At the 2013 麻豆传媒色情片 and 麻豆传媒色情片 Biology Education Meeting in Seattle, a group of BMB educators began discussing the challenges students face when interpreting these biological images. The group agreed that visual literacy requires more deliberate instruction than we often provide, and they recognized that this ability is so foundational in the molecular life sciences that a learner can’t effectively progress in the field without developing it; it is what Jenny Loertscher and the other authors of in CBE—Life Sciences Education termed a “threshold concept.”
That meeting is where BioMolViz originated.
After that beginning, Paul Craig of the Rochester Institute of Technology started hosting online meetings to continue these conversations, long before Zoom was a mainstay in our lives. The team, scattered across the U.S., worked to create tools that would help other instructors address visual literacy in their own classrooms.

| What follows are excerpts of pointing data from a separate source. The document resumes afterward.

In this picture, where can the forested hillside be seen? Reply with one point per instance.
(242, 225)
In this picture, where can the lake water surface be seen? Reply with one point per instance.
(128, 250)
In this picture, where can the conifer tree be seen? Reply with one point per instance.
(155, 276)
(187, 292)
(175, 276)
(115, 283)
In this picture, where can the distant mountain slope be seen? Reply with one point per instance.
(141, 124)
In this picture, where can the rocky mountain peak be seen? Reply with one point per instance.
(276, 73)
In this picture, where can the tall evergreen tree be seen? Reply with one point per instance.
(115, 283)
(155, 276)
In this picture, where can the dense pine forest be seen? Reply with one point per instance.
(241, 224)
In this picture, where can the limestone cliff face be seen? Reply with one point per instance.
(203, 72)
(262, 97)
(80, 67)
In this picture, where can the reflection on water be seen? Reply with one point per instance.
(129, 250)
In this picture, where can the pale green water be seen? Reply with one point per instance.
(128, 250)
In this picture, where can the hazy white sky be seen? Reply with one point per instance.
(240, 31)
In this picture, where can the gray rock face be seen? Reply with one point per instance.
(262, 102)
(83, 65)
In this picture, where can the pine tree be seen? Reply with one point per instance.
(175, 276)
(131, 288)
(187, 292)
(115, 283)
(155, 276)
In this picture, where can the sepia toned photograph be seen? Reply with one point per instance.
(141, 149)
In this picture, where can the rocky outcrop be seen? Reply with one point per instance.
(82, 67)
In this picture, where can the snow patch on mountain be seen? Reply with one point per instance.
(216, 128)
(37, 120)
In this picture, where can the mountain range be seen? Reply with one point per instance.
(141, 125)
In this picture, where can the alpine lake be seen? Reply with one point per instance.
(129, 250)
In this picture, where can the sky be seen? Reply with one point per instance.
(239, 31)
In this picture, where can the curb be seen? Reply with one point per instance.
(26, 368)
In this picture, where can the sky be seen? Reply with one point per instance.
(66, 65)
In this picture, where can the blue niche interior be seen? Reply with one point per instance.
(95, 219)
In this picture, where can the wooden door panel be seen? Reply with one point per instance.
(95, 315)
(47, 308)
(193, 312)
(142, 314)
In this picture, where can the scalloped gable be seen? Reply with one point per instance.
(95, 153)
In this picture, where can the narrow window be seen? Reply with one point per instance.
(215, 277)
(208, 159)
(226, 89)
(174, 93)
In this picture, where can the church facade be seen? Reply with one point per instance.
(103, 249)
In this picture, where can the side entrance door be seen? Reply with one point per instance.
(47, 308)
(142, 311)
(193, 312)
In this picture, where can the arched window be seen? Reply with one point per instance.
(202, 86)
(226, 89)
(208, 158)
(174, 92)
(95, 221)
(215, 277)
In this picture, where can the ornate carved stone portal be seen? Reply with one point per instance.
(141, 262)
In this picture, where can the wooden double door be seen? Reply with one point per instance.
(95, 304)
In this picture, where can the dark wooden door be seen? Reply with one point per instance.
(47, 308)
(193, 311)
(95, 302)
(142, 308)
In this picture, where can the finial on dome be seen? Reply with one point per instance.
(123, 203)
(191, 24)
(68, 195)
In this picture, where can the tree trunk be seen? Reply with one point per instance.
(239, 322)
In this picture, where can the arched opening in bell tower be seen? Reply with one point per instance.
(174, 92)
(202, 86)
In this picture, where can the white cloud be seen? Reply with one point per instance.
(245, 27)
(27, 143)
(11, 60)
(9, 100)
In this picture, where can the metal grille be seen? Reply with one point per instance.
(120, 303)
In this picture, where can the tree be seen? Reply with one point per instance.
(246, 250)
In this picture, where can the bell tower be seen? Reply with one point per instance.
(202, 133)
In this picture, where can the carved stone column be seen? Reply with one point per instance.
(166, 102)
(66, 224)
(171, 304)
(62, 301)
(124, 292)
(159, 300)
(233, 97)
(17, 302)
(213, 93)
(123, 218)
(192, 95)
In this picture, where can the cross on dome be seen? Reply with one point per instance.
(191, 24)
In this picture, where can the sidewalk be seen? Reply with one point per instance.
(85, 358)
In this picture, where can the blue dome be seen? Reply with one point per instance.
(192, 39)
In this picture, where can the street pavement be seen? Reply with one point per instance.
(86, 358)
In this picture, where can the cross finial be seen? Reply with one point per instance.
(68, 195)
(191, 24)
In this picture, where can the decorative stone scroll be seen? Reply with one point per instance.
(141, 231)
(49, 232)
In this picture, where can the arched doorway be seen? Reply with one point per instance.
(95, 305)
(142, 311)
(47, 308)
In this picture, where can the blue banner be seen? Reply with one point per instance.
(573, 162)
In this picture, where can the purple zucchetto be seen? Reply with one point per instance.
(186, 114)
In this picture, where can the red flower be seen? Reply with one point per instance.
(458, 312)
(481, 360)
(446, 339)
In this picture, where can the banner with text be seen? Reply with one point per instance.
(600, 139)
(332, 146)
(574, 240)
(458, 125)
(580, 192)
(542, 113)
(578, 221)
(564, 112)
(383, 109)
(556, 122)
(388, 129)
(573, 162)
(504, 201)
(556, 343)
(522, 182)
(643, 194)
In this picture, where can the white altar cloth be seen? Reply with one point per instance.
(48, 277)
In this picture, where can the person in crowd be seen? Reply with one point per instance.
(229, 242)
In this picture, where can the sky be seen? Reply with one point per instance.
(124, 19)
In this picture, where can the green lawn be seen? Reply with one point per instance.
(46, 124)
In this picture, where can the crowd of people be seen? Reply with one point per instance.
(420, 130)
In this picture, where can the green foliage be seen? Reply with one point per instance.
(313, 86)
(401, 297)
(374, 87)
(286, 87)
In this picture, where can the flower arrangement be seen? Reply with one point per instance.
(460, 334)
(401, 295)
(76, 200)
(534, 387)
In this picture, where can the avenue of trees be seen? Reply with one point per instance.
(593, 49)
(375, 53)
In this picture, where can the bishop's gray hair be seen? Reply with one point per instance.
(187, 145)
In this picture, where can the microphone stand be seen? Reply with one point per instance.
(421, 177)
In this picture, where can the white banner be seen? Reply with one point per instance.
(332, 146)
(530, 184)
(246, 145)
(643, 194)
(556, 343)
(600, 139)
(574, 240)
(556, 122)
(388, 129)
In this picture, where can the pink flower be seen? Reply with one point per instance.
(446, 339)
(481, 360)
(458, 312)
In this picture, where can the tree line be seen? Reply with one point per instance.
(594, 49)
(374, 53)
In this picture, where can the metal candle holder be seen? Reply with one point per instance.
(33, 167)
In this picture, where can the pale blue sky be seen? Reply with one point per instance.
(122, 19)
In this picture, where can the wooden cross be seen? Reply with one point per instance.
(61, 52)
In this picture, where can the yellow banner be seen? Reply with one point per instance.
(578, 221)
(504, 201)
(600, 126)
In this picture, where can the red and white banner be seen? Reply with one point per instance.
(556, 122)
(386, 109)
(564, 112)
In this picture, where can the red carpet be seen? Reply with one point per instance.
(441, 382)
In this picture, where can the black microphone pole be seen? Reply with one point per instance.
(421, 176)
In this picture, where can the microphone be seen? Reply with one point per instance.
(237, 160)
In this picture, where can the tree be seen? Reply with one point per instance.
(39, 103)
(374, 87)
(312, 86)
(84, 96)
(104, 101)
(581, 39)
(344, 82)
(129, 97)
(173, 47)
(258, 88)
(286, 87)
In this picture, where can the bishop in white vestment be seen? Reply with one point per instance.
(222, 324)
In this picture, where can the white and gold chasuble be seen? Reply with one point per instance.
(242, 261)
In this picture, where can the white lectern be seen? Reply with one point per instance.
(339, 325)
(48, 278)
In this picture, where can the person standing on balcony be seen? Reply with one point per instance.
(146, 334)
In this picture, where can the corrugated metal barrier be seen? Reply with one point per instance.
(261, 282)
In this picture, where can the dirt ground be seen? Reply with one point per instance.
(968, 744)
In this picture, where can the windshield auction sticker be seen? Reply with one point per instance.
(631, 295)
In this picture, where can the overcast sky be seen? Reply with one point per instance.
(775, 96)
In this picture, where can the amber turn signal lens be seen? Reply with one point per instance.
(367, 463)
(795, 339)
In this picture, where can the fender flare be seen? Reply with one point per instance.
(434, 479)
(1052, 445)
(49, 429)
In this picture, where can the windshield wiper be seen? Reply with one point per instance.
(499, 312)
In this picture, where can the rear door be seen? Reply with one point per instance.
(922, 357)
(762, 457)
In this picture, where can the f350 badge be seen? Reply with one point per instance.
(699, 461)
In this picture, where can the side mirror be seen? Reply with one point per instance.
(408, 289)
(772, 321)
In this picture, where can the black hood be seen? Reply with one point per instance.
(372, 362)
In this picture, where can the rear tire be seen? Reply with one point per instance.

In 2017, Craig and others published a scaffold of learning objectives, . Then, the group sought funding to host workshops that would teach educators how to use the framework to write questions to evaluate students’ visual literacy. We intended to make the assessment questions broadly available for any interested BMB instructor to use in their classroom, and we wanted a central place to house these assessments. Importantly, an educator new to teaching and evaluating visual literacy should be able to easily identify learning objectives that fit their instruction and search for associated questions.
A decade after that first meeting, BioMolViz launched our library of instructor tools. To mark that accomplishment, we offer our individual perspectives — and some reflections from other members of the community.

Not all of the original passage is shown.